Onchocerciasis in Sudan: the distribution of the disease and its vectors

  • PMID: 3551025
Review

Onchocerciasis in Sudan: the distribution of the disease and its vectors

R H Baker et al. Trop Med Parasitol. 1986 Dec.

Abstract

The distribution of onchocerciasis and its vectors in Sudan has been reviewed with special emphasis on the hyperendemic foci where there is serious visual handicap caused by the disease. These blinding foci lie primarily in the south-west of the country, along the rivers flowing north and east from the borders with Central African Republic and Zaire, though at least one such focus is known from the eastern part of the country close to the Ethiopian border. In the blinding foci, often small villages localized to short stretches of the rivers, ocular onchocerciasis is as severe as that found in any other African foci. Only the S. damnosum s.l. species complex has been implicated in disease transmission and only the two dangerous, morphologically similar, savanna cytospecies, S. damnosum s.s. and S. sirbanum, have been identified from breeding sites close to known onchocerciasis foci. Near to the Uganda and Zaire borders it is very likely that other, less anthropophilic, cytospecies occur. Different Onchocerca-Simulium complexes (different strains of parasite with different pathogenicities transmitted by different vector species) may be responsible for the different severities of disease found in the 3 main areas of onchocerciasis in North, East and South-West Sudan.
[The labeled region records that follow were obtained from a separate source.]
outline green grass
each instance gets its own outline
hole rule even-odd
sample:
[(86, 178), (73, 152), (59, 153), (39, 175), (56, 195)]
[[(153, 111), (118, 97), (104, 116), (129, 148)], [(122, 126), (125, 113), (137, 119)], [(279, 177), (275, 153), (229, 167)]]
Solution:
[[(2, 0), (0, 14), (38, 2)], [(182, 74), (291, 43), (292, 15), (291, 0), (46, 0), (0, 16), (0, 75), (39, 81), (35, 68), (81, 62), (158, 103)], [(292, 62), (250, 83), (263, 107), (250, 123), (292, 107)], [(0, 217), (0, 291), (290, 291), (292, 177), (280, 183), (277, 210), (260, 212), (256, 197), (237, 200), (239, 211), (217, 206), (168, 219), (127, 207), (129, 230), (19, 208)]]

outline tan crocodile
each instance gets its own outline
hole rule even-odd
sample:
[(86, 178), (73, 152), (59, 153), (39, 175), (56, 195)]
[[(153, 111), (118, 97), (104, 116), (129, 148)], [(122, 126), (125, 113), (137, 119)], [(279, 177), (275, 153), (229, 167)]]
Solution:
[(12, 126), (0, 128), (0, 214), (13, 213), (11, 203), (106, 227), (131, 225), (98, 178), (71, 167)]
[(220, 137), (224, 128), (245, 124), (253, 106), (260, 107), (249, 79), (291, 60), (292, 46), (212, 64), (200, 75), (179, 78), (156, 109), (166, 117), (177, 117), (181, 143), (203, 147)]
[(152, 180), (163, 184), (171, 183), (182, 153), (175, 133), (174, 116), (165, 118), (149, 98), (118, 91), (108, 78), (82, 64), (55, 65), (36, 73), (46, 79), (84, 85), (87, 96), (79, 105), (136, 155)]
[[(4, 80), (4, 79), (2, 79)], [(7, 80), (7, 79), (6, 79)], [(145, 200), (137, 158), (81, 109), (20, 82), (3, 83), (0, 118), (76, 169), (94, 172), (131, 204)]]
The localized, focal distribution of the communities seriously blinded by onchocerciasis, suggests that a strategy of tackling the disease on a focus basis may prove optimal. A control scheme, planned to treat all the vector breeding sites with insecticide, as in West Africa, would receive extensive invasion from the Zaire/Congo River Basin and the headwaters of the White and Blue Niles in neighbouring countries. While some foci are situated beside major river rapids, with vector breeding only controllable by regular insecticide treatments, several foci have been identified as lying close to removable man-made objects which provide excellent breeding sites at certain water levels e.g. causeways. The destruction of such breeding sites should be considered since localized vector control may produce substantial reductions in onchocerciasis transmission.